In 1947, Haines left Washington and eventually homesteaded acreage along the Richardson Highway approximately 68 miles southeast of Fairbanks, Alaska. It was here that he spent much of the next four decades running his trap lines and living off the land while trying to realize his artistic talents. It was here that he moved from the visual to the literary arts, and his experiences in the Alaskan wilderness were the inspiration for his early poetry collections - Winter News (1966) and The Stone Harp (1971), the essay collection Living Off the Country (1981), and the memoir The Stars, the Snow, the Fire (1989).
Haines came back to Washington in 1991-92 as Jenny McKean Moore Writer-in-Residence at the George Washington University, and visited Washington frequently during the last two decades of his life.
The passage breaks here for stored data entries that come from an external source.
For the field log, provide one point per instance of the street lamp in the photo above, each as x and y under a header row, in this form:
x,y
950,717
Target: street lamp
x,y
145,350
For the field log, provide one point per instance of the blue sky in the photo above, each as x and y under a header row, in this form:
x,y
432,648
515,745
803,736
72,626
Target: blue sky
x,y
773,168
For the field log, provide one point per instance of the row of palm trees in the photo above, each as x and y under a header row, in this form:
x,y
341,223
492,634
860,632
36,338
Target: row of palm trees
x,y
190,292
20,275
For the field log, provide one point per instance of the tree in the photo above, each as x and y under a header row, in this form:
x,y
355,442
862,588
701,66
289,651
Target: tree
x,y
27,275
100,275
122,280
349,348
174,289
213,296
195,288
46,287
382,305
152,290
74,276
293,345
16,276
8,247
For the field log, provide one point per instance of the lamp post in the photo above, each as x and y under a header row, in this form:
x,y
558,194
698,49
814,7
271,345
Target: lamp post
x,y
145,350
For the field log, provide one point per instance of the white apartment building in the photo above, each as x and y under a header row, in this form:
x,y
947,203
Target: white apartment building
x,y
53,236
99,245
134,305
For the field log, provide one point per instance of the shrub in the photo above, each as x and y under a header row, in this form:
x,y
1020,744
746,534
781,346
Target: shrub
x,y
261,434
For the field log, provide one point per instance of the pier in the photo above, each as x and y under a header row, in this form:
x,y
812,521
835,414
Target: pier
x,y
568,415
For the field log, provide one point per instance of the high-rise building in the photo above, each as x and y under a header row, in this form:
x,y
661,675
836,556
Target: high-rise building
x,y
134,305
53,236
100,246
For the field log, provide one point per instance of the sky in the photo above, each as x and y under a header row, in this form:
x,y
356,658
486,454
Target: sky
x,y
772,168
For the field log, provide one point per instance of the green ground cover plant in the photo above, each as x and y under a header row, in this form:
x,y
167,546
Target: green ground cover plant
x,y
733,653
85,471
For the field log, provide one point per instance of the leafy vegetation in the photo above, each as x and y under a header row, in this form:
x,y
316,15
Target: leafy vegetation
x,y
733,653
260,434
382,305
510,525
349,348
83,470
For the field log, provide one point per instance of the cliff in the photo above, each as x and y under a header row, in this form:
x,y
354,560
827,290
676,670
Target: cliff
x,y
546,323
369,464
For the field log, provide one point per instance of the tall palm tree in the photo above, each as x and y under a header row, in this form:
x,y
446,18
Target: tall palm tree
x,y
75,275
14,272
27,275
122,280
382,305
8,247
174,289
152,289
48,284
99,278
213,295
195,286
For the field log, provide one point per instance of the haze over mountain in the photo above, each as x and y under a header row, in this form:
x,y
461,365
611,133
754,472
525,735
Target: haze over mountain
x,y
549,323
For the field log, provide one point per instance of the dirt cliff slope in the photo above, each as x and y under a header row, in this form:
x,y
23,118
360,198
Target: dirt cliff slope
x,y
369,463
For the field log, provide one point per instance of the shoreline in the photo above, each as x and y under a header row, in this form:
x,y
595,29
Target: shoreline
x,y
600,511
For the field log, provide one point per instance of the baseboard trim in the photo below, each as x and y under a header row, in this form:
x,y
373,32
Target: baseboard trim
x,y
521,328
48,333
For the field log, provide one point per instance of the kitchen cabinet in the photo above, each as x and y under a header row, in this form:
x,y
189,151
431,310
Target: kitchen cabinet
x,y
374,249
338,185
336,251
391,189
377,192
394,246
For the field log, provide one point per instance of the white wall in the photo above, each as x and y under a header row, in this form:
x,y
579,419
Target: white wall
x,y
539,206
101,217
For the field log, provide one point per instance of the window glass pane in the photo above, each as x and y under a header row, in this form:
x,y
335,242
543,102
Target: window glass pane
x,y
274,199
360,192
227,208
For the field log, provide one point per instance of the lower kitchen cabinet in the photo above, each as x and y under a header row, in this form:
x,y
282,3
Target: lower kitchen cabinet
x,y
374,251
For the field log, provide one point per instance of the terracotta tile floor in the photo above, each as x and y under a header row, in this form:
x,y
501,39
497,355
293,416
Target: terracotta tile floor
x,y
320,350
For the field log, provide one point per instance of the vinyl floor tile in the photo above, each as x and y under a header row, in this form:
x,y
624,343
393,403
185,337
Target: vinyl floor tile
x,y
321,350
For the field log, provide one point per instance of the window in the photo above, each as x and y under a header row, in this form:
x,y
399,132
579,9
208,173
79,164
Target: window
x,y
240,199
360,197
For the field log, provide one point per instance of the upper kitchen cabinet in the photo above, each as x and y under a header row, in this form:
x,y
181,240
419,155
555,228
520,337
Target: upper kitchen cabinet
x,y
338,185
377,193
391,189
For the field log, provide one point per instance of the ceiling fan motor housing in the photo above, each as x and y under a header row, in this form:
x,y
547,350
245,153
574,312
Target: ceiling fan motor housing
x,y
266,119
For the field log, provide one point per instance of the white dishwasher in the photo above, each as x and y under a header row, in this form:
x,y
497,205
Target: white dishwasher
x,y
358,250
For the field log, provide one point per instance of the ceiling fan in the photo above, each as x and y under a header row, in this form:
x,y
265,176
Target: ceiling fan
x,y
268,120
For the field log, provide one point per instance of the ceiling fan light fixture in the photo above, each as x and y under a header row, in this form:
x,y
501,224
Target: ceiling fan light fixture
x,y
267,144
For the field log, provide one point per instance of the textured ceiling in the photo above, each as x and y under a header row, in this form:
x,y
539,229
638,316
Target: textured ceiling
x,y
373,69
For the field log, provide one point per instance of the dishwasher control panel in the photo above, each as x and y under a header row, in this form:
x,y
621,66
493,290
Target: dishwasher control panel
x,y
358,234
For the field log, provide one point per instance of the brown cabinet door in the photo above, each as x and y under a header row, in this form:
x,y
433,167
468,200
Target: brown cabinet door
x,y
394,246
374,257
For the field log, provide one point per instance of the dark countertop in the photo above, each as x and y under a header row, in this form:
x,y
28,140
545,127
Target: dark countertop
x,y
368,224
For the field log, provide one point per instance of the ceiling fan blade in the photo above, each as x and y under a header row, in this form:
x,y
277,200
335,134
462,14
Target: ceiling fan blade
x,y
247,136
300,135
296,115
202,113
He also taught at several other colleges and universities; his last academic appointment was as an instructor in the Honors Program at the University of Alaska-Fairbanks.
His later books included New Poems 1980-88 (1990), The Owl in the Mask of the Dreamer (1993), Where the Twilight Never Ends (1994), Fables and Distances (1996), A Guide to the Four-Chambered Heart (1997), For the Century’s End: Poems 1990-1999 (2001), and Descent (2010).
Haines was honored for his writing, receiving the Lenore Marshall Poetry Prize, the Western States Book Award, two Guggenheim Fellowships, a National Endowment for the Arts Fellowship, a Bellagio Fellowship, a Lifetime Achievement Award from the Library of Congress, and the Alaska Governor’s Award for Excellence in the Arts, among others. He was also named a fellow of the Academy of American Poets in 1997.
I met John as a Jenny McKean Moore fellow at George Washington University in 1991 and we remained good friends during the final two decades of his life. He was a guest in my home during his visits to Washington, and I look back with particular fondness on the days he and I spent together in Big Sky, Montana in the autumn of 2004 following the release of A Gradual Twilight: An Appreciation of John Haines which I edited and which was published by CavanKerry Press.
So Happy Birthday, John! I miss you.